The Chatham House think-tank said in a wide-ranging analysis of Blair's foreign policy that he was the first to recognise how the United States would react to the September 11 attacks. But the influential London-based institute said the Prime Minister had made a mistake in failing to co-ordinate a European response that might have tempered Washington's actions.
Chatham House concluded that the US-led invasion of Iraq was a "terrible mistake" leading to a "debacle" that will have repercussions on policy for years.
"The root failure [of Blair's foreign policy] has been the inability to influence the Bush Administration in any significant way despite the sacrifice - military, political and financial - that the United Kingdom has made," the report said.
"Tony Blair has learned the hard way that loyalty in international politics counts for very little," it said.
Blair has been forced to say he will step down next year after a decade in power, partly in response to public and Labour Party anger over his unflagging support for the Iraq war.
The Chatham House report also said Blair had been slow to realise the consequences of a Taleban resurgence in Afghanistan on the back of drug-trafficking.
It said this was "unforgivable given the link between heroin consumption on British streets and the strengthening of warlordism in Afghanistan".
The Prime Minister, who is in the Middle East in a bid to breathe life into the peace process, has also been unable to prevent Britain's standing there from declining sharply, according to the study.

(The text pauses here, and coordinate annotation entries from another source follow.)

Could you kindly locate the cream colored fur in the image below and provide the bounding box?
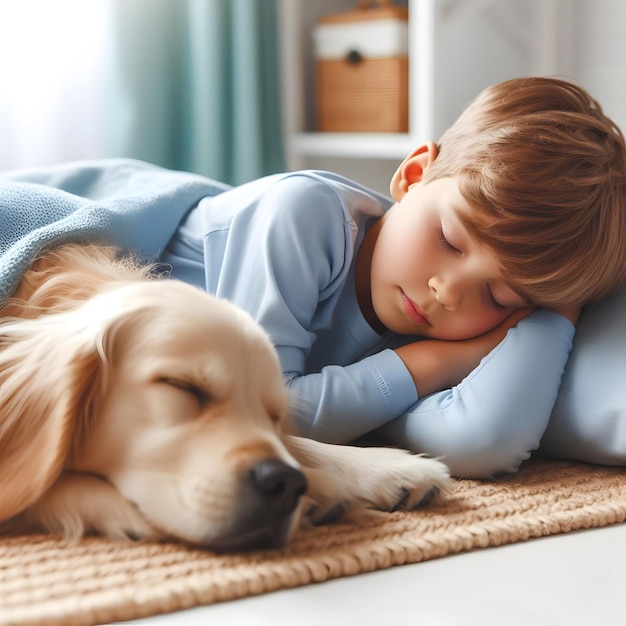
[0,245,448,550]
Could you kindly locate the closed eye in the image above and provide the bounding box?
[487,285,507,313]
[435,226,462,254]
[157,377,214,408]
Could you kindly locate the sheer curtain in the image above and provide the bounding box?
[0,0,284,184]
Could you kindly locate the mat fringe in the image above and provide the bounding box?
[0,460,626,626]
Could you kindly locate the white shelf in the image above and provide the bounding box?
[290,132,415,160]
[279,0,564,178]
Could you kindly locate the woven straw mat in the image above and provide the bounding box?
[0,460,626,625]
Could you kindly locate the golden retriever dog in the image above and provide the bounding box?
[0,244,448,551]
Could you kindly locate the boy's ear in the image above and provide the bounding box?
[389,141,439,202]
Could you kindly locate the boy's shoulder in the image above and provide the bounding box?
[266,170,393,219]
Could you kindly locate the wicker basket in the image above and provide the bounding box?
[314,0,409,132]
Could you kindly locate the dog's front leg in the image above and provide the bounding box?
[19,472,159,540]
[285,436,450,523]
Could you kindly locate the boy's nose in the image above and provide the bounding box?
[428,276,461,311]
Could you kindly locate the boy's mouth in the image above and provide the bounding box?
[401,291,430,326]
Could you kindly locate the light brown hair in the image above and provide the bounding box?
[424,78,626,307]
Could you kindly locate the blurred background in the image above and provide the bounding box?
[0,0,626,191]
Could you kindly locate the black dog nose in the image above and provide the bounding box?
[250,459,308,515]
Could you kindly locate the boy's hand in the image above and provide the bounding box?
[396,307,534,398]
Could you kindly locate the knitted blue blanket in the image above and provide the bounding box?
[0,159,228,300]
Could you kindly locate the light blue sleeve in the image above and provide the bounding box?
[381,311,574,478]
[204,175,417,443]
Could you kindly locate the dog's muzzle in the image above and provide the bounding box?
[210,459,308,552]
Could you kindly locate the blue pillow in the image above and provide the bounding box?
[540,283,626,465]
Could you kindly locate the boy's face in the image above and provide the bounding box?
[370,178,527,339]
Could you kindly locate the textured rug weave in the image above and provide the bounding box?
[0,460,626,626]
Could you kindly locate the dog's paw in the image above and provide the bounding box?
[304,448,450,526]
[359,448,450,511]
[25,474,159,540]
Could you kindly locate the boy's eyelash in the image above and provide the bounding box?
[435,226,461,254]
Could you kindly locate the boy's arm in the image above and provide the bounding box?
[379,310,577,478]
[396,309,532,398]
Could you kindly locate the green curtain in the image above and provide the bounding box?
[107,0,284,184]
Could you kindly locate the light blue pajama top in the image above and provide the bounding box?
[161,171,574,478]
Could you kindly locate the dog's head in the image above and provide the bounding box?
[0,280,306,549]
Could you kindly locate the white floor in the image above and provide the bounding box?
[113,524,626,626]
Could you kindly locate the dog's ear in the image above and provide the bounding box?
[0,311,103,521]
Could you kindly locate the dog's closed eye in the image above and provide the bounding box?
[156,377,215,409]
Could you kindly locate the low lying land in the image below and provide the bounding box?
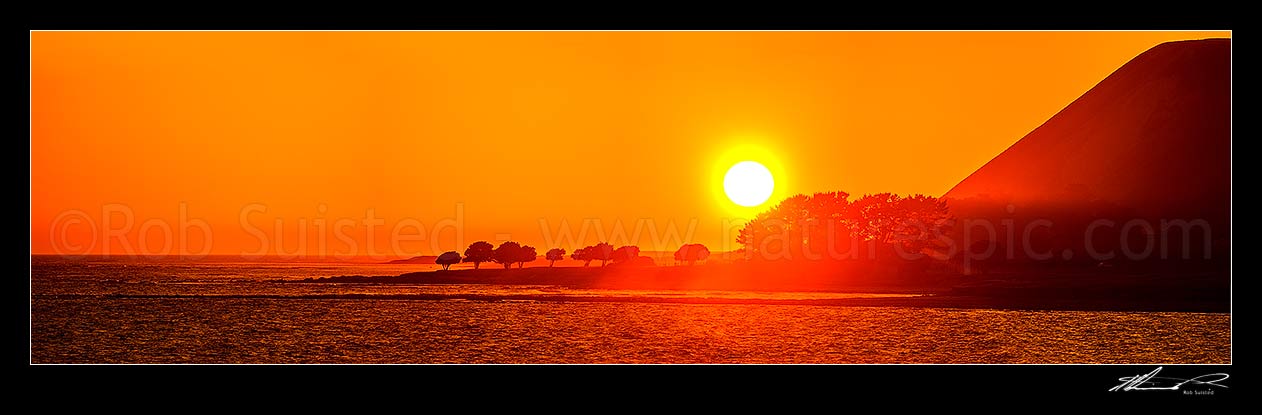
[286,265,1230,313]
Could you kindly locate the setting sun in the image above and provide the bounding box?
[723,161,776,207]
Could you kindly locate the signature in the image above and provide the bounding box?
[1108,366,1230,392]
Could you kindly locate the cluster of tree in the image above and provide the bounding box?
[675,243,709,265]
[434,241,709,270]
[737,192,952,260]
[434,241,540,270]
[569,242,652,266]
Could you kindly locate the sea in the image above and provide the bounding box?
[30,256,1232,365]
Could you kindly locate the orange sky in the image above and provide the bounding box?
[30,32,1230,259]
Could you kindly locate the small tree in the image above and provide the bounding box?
[517,245,539,269]
[434,251,461,271]
[569,246,592,266]
[587,242,613,266]
[675,243,709,265]
[611,245,640,264]
[464,241,495,270]
[544,247,565,267]
[491,241,521,270]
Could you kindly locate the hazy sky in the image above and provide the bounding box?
[30,32,1230,257]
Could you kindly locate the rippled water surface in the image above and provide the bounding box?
[30,254,1230,363]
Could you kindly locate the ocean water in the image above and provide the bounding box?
[30,257,1232,363]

The report concluded that Blair's successor must forge a closer relationship with Europe.
"What US governments want is a European Union that can make a real contribution to the international political and security agenda, and any European government with the diplomatic skills to deliver EU support will be hugely appreciated."

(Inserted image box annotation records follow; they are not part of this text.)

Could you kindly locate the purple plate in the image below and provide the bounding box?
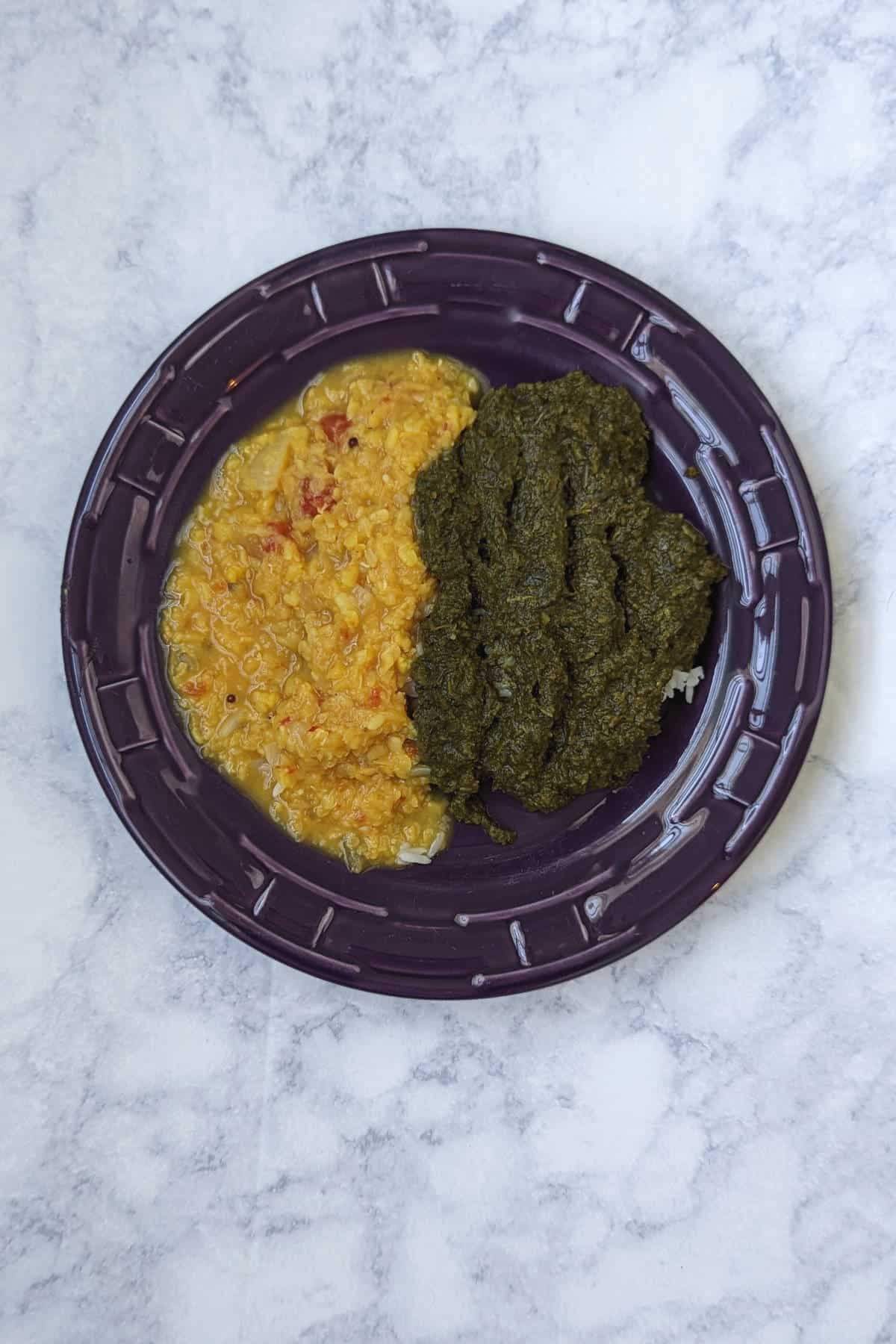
[62,230,830,998]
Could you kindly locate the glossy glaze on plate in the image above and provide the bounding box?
[62,230,830,998]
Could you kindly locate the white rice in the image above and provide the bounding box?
[398,844,432,867]
[398,830,447,865]
[662,667,703,704]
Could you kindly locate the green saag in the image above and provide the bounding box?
[412,373,726,843]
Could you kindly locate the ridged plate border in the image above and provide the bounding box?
[62,230,832,998]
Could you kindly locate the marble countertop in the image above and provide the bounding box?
[0,0,896,1344]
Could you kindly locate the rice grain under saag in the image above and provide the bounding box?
[412,373,726,843]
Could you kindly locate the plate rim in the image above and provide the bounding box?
[60,227,833,1003]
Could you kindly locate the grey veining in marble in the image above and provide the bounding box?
[0,0,896,1344]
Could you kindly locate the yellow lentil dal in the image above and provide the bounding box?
[160,352,478,870]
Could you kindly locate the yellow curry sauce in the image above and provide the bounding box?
[160,352,478,870]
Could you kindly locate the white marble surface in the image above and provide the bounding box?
[0,0,896,1344]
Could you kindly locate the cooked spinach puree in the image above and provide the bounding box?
[412,373,726,843]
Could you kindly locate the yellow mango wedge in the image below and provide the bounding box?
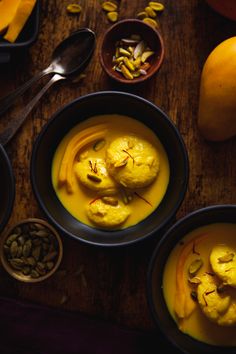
[0,0,21,33]
[174,234,206,320]
[4,0,36,43]
[198,37,236,141]
[58,124,106,193]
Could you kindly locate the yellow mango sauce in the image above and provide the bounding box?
[52,115,170,229]
[163,223,236,346]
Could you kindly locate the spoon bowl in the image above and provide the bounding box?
[50,28,95,76]
[0,28,95,115]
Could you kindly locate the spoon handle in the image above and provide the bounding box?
[0,74,66,145]
[0,67,51,115]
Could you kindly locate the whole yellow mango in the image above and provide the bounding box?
[198,37,236,141]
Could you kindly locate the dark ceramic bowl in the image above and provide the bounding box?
[147,205,236,354]
[0,145,15,232]
[99,19,164,85]
[0,0,40,64]
[31,91,188,246]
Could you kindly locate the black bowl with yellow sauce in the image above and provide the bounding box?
[147,205,236,354]
[31,91,189,247]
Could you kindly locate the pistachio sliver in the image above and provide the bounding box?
[121,65,134,80]
[133,41,146,59]
[188,277,202,285]
[218,252,234,263]
[87,173,102,183]
[141,50,154,63]
[137,11,148,20]
[107,11,118,22]
[188,258,203,277]
[119,48,131,57]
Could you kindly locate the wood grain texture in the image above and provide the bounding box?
[0,0,236,330]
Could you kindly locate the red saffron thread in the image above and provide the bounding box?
[134,192,152,206]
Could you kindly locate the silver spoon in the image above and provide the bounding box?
[0,28,95,115]
[0,31,95,146]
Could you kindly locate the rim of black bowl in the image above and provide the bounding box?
[30,91,189,247]
[146,204,236,354]
[0,144,15,232]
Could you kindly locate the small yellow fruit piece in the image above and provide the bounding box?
[121,65,134,80]
[107,11,118,22]
[0,0,21,33]
[145,6,157,18]
[148,1,165,11]
[66,4,82,14]
[4,0,36,43]
[119,48,131,57]
[102,1,117,12]
[143,17,159,28]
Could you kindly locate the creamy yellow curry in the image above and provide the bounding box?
[163,223,236,346]
[52,115,170,229]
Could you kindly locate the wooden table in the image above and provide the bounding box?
[0,0,236,330]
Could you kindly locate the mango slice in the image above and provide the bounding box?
[58,124,106,193]
[210,244,236,288]
[174,234,206,319]
[0,0,21,33]
[4,0,36,43]
[197,273,236,326]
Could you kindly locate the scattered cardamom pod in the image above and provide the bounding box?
[3,221,59,278]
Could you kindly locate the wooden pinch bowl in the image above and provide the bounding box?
[99,19,164,85]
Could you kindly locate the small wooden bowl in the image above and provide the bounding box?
[0,218,63,283]
[99,19,164,85]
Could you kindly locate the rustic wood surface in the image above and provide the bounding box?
[0,0,236,330]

It said the next prime minister had a chance to put Britain in that role, as long as the country was taken seriously by its European partners.
To achieve that, the report said, Britain would have to reconsider its opposition to joining the euro zone and remove border controls within the EU.
This is likely to be uncomfortable for the two main candidates to be prime minister.
Gordon Brown, Labour's finance minister, has loudly criticised lagging euro zone performance while making no secret of his leanings towards the United States.
Opposition leader David Cameron has indicated his preference to align with eurosceptic European parties.